File spoon-archives/lyotard.archive/lyotard_2001/lyotard.0108, message 30


Date: Sun, 05 Aug 2001 19:44:48 +0100
Subject: Re: An Idea whose time will never come


> Eric/all

To reply to the below question;

> I don't see why ethical paralogy necessarily limits one to a politics of
> liberalism. What criteria do you propose as necessary?  Do you see it as
> determinative?

Difficult to answer this - but a couple of points spring to mind there is no
evidence that a political engagement from such a perspective has any
possibility of advancing beyond the nihalism of the libidinal economy or the
harshness of the politics of the differend.  If understood from the
perspective of the differend it often seems that the philosophy of language,
genres and differends leads  to the political aim of enabling a voice to be
given to one or other side of the differend. In the case of Auschwitz this
is an ahistorical disaster movie of the first order - Lyotard
underestimates the power of the resources historians can unleash in relation
to historical evidence. Lyotard sees holocaust denial as a blanket denial of
history and the disciplines procedures rather than a political and social
position. The denial of the credibility of evidence as collected by
historians associated with a notion of rationalist authenticity, places this
differend in the place of a last attempt at defying rationality, rather than
justifying a differend supporting pluralism... The underlying supporting
element for this is the moral equivilance of discourses - because there is
nothing available which denies this - excepting of course the feeling of the
sublime - is this sufficient? The politics of liberalism is founded in its
contemporary forms on pluralism.

> My question to you to this. Given the limitations of identity/difference
> ethics/politics, what is the new move you see N&H as making?  Do you
> consider this a more valid and fruitful approach?

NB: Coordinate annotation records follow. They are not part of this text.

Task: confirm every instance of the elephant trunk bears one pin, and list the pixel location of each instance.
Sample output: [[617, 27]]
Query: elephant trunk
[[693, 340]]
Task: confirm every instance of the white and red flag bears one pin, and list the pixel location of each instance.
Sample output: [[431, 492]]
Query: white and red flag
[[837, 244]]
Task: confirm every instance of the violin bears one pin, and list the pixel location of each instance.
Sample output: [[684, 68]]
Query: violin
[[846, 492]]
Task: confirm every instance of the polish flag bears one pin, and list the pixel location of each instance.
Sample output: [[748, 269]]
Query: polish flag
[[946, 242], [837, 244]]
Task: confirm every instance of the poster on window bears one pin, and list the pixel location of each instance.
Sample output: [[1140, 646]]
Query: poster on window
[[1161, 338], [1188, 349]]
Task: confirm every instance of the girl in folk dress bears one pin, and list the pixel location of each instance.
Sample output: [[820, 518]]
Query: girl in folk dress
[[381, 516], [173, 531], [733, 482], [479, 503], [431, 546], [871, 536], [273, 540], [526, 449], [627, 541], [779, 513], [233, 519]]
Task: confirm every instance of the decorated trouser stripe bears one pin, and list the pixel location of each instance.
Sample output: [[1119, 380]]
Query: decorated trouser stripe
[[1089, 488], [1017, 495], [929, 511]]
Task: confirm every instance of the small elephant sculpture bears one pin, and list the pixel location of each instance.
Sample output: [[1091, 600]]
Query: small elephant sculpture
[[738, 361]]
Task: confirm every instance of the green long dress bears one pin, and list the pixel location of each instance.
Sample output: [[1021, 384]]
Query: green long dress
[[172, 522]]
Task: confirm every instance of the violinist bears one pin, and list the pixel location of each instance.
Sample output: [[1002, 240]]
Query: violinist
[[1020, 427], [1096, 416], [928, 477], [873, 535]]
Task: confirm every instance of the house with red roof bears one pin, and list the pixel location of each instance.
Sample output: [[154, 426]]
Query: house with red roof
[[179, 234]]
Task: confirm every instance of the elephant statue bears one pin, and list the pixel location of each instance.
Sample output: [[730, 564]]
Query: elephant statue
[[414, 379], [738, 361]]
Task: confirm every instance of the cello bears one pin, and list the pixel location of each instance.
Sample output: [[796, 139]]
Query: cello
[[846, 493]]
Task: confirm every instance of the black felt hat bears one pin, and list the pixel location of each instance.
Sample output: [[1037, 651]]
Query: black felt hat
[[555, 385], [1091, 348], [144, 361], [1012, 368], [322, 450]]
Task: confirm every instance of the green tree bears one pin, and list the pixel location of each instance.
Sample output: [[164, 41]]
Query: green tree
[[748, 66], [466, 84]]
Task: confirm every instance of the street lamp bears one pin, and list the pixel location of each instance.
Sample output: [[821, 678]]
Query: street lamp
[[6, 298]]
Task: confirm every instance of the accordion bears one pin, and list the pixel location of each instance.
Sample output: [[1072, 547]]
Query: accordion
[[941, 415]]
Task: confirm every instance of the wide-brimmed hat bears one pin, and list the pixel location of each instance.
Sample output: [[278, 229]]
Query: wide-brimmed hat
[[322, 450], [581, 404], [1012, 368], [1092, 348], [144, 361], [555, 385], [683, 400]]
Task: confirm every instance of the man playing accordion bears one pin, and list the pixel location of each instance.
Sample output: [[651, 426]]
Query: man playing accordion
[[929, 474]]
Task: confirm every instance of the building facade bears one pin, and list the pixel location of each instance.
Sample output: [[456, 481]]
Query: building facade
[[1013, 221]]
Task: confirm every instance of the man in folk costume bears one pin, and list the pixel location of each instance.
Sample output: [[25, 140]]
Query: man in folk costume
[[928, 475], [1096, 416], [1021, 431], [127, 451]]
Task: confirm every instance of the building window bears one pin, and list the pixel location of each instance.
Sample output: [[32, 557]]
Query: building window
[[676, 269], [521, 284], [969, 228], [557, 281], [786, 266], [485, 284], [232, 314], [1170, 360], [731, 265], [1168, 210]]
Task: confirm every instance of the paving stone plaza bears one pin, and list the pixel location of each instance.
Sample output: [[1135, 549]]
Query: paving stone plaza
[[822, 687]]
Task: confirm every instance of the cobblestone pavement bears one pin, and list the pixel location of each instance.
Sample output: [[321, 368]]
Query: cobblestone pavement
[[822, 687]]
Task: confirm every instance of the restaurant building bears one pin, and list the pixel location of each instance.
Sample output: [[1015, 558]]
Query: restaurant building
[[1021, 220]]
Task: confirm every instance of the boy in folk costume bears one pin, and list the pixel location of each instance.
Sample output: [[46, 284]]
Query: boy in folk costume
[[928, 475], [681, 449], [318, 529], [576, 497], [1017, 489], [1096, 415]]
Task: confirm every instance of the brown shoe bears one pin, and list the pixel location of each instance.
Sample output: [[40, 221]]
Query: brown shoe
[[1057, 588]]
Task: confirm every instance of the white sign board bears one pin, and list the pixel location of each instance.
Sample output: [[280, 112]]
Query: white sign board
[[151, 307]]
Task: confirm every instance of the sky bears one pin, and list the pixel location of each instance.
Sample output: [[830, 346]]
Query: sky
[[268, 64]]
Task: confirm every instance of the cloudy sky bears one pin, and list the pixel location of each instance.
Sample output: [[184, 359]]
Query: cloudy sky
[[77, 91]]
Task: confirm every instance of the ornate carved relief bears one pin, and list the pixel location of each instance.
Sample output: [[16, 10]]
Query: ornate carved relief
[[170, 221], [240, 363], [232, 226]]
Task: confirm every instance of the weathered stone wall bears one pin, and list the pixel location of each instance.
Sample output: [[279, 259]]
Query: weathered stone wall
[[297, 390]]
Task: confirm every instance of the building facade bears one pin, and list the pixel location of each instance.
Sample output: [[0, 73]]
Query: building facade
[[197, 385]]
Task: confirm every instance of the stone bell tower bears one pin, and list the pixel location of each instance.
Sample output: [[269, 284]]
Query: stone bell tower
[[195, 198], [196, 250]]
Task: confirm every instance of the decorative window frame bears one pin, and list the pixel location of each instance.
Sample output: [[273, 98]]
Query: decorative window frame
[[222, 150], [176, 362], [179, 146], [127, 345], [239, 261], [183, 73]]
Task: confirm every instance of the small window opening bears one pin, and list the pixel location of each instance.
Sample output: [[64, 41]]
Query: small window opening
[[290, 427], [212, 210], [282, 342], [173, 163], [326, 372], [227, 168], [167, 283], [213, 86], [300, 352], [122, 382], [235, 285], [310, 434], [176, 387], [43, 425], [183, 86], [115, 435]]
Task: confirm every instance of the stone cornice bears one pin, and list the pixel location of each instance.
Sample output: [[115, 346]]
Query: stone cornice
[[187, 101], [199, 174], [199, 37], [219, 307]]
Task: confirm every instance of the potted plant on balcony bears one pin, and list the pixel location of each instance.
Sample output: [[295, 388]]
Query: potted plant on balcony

An analysis of the social founded on the construcution of a new political
subject, read section 4.3. The political subject they are suggesting is
simply another variant of the revolutionary subject (proletarian) derived
from Marx and Hegel. The implicit refusal of the postmodern 'end of
history', the end of the grand narrative of human liberation is interesting
- mostly because of the nerve it has hit - quiescence is once again over.

> Nobody told the Arabs anyway... (see Thesinger and the recent Minority
> reports)

The abolitionists were strictly speaking a western group - in vast areas of
the world slavery has remained in place long after it had been eradicated in
the North. Thesinger discusses the position of slaves in Arabia in the mid
20th C, the Minority Rights Group produced a number of reports discussing
the position of slaves in the south.